Event cameras offer a promising sensing modality for face recognition due to their inherent advantages in illumination robustness and privacy-friendliness. However, because event streams lack the stable photometric appearance relied upon by conventional RGB-based face recognition systems, we argue that event-based face recognition should model structure-driven spatiotemporal identity representations shaped by rigid facial motion and individual facial geometry. Since dedicated datasets for event-based face recognition remain lacking, we construct EFace, a small-scale event-based face dataset captured under rigid facial motion.
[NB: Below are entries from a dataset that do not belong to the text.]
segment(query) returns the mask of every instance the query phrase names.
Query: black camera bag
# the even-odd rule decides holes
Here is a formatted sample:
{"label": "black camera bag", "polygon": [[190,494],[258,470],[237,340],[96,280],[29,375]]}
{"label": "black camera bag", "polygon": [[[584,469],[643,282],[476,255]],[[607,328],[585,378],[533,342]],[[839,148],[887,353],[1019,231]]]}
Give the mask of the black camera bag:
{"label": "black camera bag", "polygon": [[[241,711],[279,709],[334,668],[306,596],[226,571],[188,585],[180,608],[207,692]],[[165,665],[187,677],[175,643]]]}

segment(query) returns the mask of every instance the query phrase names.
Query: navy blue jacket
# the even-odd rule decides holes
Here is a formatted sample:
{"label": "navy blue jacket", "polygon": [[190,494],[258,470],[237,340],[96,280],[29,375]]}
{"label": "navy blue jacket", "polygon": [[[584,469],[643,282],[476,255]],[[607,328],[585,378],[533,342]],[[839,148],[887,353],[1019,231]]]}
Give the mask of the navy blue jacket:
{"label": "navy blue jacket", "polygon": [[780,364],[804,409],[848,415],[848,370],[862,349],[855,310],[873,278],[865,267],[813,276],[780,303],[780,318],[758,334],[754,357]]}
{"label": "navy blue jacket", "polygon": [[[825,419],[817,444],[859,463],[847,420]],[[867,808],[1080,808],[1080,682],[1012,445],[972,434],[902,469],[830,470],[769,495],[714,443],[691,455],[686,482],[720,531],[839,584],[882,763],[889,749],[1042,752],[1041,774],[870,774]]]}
To learn effectively from this limited event data, we further propose EventFace, a framework for event-based face recognition that integrates spatial structure and temporal dynamics for identity modeling. Specifically, we employ Low-Rank Adaptation (LoRA) to transfer structural facial priors from pretrained RGB face models to the event domain, thereby establishing a reliable spatial basis for identity modeling. Building on this foundation, we further introduce a Motion Prompt Encoder (MPE) to explicitly encode temporal features and a Spatiotemporal Modulator (STM) to fuse them with spatial features, thereby enhancing the representation of identity-relevant event patterns. Extensive experiments demonstrate that EventFace achieves the best performance among the evaluated baselines, with a Rank-1 identification rate of 94.19% and an equal error rate (EER) of 5.35%. Results further indicate that EventFace exhibits stronger robustness under degraded illumination than the competing methods. In addition, the learned representations exhibit reduced template reconstructability.